Genetically modified foods may be a solution to some of the world’s most pressing issues but I hasten to believe that it is the only solution. Instead of investing in tools that help us cope with the potentially devastating effects of climate change we should be investing in tools that help to slow our planets warming. Malnutrition should be addressed by helping individuals get access to a healthy diet that is rich in a diverse array of foods rather than continuing to promote a diet only based on staple items. In the western world, 1/3 of food that is produced ends up in a landfill, what can we do to strengthen these chains of distribution.
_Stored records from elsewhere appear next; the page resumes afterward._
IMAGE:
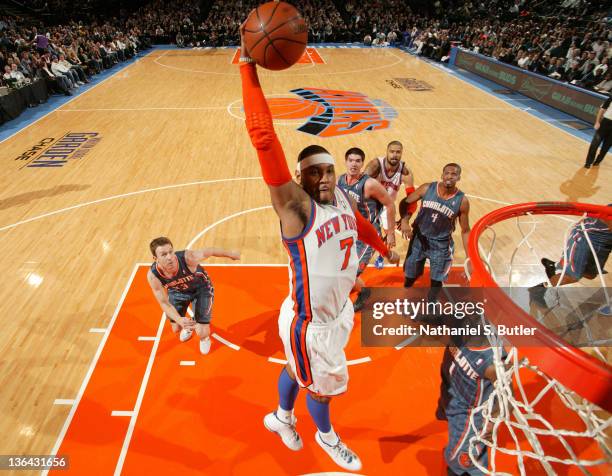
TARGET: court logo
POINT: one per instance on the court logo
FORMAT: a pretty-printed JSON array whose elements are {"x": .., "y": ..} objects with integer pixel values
[
  {"x": 411, "y": 84},
  {"x": 53, "y": 152},
  {"x": 332, "y": 113}
]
Additional alternatives and cutting edge technologies for a future without Genetically Modified foods are being studied throughout the world. The French Seed company Limagrain is looking to understand the genetic makeup of plants as a tool to produce more resilient and higher yielding crops naturally. There are also options for sustainable farming such as agroecology, biodynamic farming, agroforestry, and many integrated pest and livestock methods that provide real solutions to food yield concerns. In addition, consumers can support community farming as a way to combat supply chain carbon impacts and support non-GMO foods such as rooftop farming, hydroponic farming, and simply supporting local agriculture.
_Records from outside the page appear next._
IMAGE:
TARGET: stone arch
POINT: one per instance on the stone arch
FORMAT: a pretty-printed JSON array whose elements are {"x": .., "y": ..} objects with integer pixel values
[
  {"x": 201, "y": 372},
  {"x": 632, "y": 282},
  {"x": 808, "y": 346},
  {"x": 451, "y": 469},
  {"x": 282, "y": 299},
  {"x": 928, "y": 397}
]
Could the turnkey solution of GM foods distract world leaders from developing policies that are invested in the sustainable development of communities and environments? The propagation of GM foods rests on the economic, environmental, and humanitarian claims that could result from growing GM crops. I worry that like many of the social policies that run rampant throughout our institutions we are not thinking about the root cause of the issue.
The Uninvited Guest
Last year the US Food and Drug Administration (FDA) laid out its first ever labeling requirements for genetically modified foods which are planned to be rolled out in 2020. This means for the first time ever in America, we truly do have the opportunity take authority back over what we put into our bodies. There is a considerable amount of research studying attitude formation towards GM products and many cite a lack of knowledge by the consumers to fully understand GM foods as reasoning for a negative connotation. I urge you to do your own research, talk to local farmers, make your own conclusions regarding GM foods and be an informed buyer.
It seems undeniable that GM foods will continue to be a part of our lives as genetic modification techniques, tools, and needs continue to grow and become more commonplace in our society. Yet with this reality comes a decision. We have to open our minds to conscious choices of support as active consumers rather than passive buyers in a capitalist market. And although it may seem like a small step amongst a huge system ultimately consumer trends will drive markets. You have the choice of who comes to your dinner table, may there be no uninvited guests.